What is the definition of "source population"? What is the definition of source population?
Suppose we screen $100,000$ people and then include $50,000$ people in three studies $A$, $B$ and $C$. For study $A$, is the source population the $50,000$ people or the $100,000$ people screened?
 A: The source population in an epidemiological context should be the group that you would like to make inferences about, based on what you see in your sample. 
A: The source population would be the one that the 100,000 people were drawn from - not necessarily only those 100,000 people. You say that these people were screened which I take to mean they were assessed in some way to determine eligibility to be a part of your sample of 50,000 people. There are then two possibilities that I can see: 
(1) these 100,000 people represent the entirety of the population about which you want to make inferences, in which case the 100,000 people are the source population for all three studies and the subset of the 50,000 people selected to be in each study is the study sample for that study. 
(2) these 100,000 people are a subset of the population about which you want to make inferences, and were selected in some way for screening. In this second case, the 100,000 people are not the source population - the source population is the population from which the 100,000 people were originally selected. This is true for all three studies. The 100,000 people can be considered a sample used for recruitment, and the subset of the 50,000 people used in each study is the specific study sample for that study.
A: The source population in your example is somewhat ambiguous - though a source population for any given study is often somewhat hard to define.
Generally speaking, the source population is the population from which your study subjects are drawn.

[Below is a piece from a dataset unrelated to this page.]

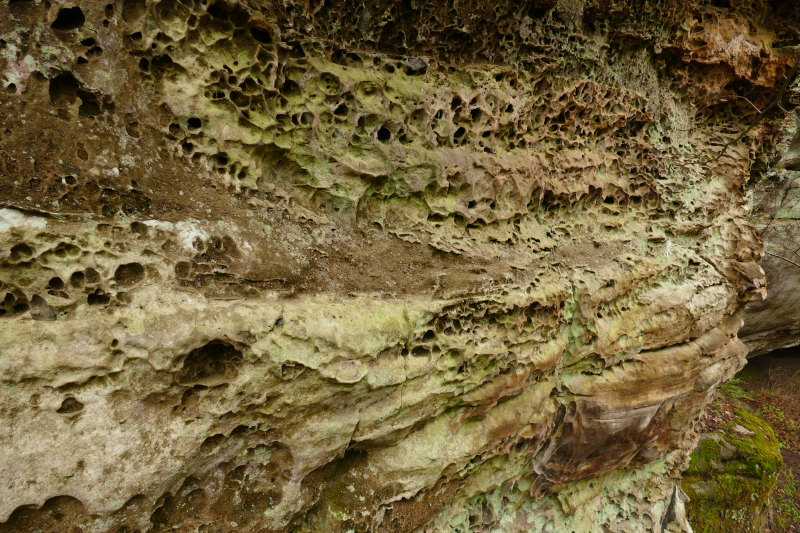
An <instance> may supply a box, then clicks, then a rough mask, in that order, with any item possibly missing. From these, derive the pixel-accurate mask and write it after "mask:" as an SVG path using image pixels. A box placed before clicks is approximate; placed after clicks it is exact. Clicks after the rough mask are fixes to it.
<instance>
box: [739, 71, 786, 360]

In your example, that would be the 100,000 screened individuals under a specific assumption. Namely, that the screened population is an entire population.
For example, if your study screened 100,000 individuals in the U.S. Navy chosen at random, your source population is not the 100,000, but "Active duty members of the U.S. Navy". The smaller studies are just sub-sets of that 100,000 person group, but that's not the population you drew the study samples from.
I find the best way to think about the source population is to ask "Who could have been in my study?" Is there something about those 100,000 that means they're the only people who could possibly have enrolled, or is there a greater population out there that the 100,000 were themselves drawn from?
A: Rothman certainly implies that "source population" is just "population", in which case the source population would, I think, be the population from which the 100,000 people came. The 50,000 in each study is the sample.